Prior to the patient's COVID diagnosis with hospitalization her PCP noted she needed increased PCA services. Following the patient's Covid pneumonia and hospitalization there is documentation of worsening of the patient's cognitive and functional status. The patient's PCP documents medical necessity for increased PCA services. The patient is bedbound and requires assistance with bed mobility, transfer toilet, toilet use, walking, and locomotion. The patient has unpredictable and unscheduled care needs that span a continuum of time. The assessment noted the patient had developed a pressure ulcer. The requested increase in PCA services is not solely for safety and supervision but to assist the patient with safe completion of ADLs and Instrumental activities of daily living (IADLs). The patient's care needs cannot be met solely with adaptive equipment and medical supplies.

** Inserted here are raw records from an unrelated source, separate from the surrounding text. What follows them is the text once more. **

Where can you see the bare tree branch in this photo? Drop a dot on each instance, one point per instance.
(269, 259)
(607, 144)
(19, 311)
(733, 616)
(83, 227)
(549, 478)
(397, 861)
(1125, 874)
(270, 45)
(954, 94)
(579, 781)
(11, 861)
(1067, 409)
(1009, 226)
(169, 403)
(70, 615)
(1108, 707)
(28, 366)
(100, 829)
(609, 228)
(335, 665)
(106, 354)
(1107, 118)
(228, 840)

Considering clinical standards, all information provided regarding the patient, the attending physician's recommendations, and the applicable and generally accepted practice guidelines, PCA services 12 hours/day x 2, split shift 7 days/week, to total 168 hours/week are medically necessary for this patient. Personal care services are medically necessary when assistance with nutritional and environmental support function is essential to the maintenance of the patient's health and safety in her own home.